Cell Lines and Cell Culture
Primary pancreatic acini peripheral blood mononuclear cells were harvested and used as described previously5 , 6 in HEPES buffer pH 7.4 (20 mmol/L HEPES, 120 mmol/L NaCl, 5 mmol/L KCl, 1 mmol/L MgCl2, 10 mmol/L glucose, 10 mmol/L sodium pyruvate, 1 mmol/L CaCl2), as were HEK293 cells.2 J774A.1 cells cultured as per American Type Culture Collection (Manassas, VA) were gently scraped, washed 3 times in HEPES buffer at 37°C, exposed to LA for 2 hours (75 revolutions/minute). LDH leakage was calculated as for HEK293 cells. Human endothelial cell Established human umbilical vein endothelial cell (HUV-EC-C) monolayers (on 0.4-μm polyester Transwell permeable membrane [Corning, NY] precoated with type IV collagen) were grown in Kaighn’s modification of Ham’s F-12 medium, and supplemented with 10% fetal bovine serum, 1% penicillin/streptomycin, 0.1 mg/mL heparin, and 50 μg/mL Corning Endothelial Cell Growth Supplement, as per American Type Culture Collection. TEER measurement (in Ωcm2) using the EVOM2 Epithelial Volt/Ohm Meter with an STX2 electrode (World Precision Instruments, Sarasota, FL) and 10-kD dextran Alexa Fluor 647 permeability tracer flux assay (added to the upper chamber, measured in the lower chamber) were done in HEPES buffer over 2 hours of non-esterifed fatty acid (NEFA) treatment.
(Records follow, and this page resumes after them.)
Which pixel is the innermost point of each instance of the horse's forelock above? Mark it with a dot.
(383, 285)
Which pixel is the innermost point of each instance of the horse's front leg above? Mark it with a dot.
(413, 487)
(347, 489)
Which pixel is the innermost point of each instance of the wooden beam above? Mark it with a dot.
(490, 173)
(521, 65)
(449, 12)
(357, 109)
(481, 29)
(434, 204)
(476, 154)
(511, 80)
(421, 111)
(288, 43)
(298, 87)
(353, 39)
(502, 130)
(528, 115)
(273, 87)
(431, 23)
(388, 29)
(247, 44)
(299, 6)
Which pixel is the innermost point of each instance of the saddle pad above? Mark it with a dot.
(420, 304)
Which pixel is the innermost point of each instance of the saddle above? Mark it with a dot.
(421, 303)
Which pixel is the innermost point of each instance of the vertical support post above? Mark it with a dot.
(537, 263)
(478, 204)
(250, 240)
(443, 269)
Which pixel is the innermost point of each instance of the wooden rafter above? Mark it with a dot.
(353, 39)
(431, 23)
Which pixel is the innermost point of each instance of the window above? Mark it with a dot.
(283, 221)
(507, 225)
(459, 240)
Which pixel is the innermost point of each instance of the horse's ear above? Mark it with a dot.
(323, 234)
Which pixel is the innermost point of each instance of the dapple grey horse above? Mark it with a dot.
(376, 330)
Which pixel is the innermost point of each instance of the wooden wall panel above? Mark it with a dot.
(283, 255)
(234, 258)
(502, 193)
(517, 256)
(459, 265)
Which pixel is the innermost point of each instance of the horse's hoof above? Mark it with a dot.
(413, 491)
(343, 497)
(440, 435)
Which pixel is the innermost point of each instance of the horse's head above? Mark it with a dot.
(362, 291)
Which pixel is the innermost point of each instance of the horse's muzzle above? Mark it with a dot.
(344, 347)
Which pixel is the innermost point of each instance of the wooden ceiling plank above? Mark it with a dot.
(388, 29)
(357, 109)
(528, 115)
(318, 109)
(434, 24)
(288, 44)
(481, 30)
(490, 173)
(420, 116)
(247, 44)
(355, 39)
Mitochondrial Depolarization Studies
Mitochondrial depolarization (ψm) studies were done as described previously.4 , 7, 8, 1
Unbound Fatty Acids
Unbound fatty acids were measured following manufacturer’s protocol for the ADIFAB2 kit (FFA Sciences, San Diego, CA). Readings were calibrated against NEFA standards made in DMSO.
Albumin-C18:2 Binding
This was done by using isothermal titration calorimetry at 37°C as recently described2 by using 850-μmol/L fatty acid–free bovine serum albumin in the burette, with 10 μmol/L/injection into 1 mmol/L C18:2.
Molecular Docking
The crystal structure of human ATGL has yet to be elucidated, which necessitated the construction of an ATGL homology model with SWISS-MODEL10 to perform molecular docking simulations. Triglycerides trilinolein; LLL (compound CID: 5322095), 1,2-dilinoleoyl-3-palmitoyl-rac-glycerol; LLP (compound CID: 9544106), 1-linoleoyl-2-oleoyl-3-palmitoyl-sn-glycerol; and LOP (compound CID: 99647498) were docked to the ATGL homology model using the Induced Fit Docking protocol within Schrodinger Maestro.11
Human Induced Pluripotent Stem Cell–Derived Cardiomyocytes
Cardiomyocytes were generated from human induced pluripotent stem cells (IRB 13-007298 and 18-010099) by using the chemically defined medium 3 (CMD3) protocol12 with modifications.13 Briefly, induction of differentiation was achieved by using 8 μmol/L CHIR-99021 and 10 nmol/L activin A for 20 hours, followed by treatment with 5 μmol/L IWP2 and 10 ng/mL of recombinant human BMP-4. Cardiomyocytes were not subject to lactate selection before dissociation on day 15 and were seeded on fibronectin-coated, glass-bottomed plates for imaging. These were loaded with Fluo-4AM and imaged14 (Zeiss LSM 800; Carl Zeiss, Oberkochen, Germany) in HEPES buffer/37°C/every 9.5 seconds ± LA. Fluorescence (arbitrary units) was quantified on fixed areas of serial images using ImageJ software (National Institutes of Health, Bethesda, MD).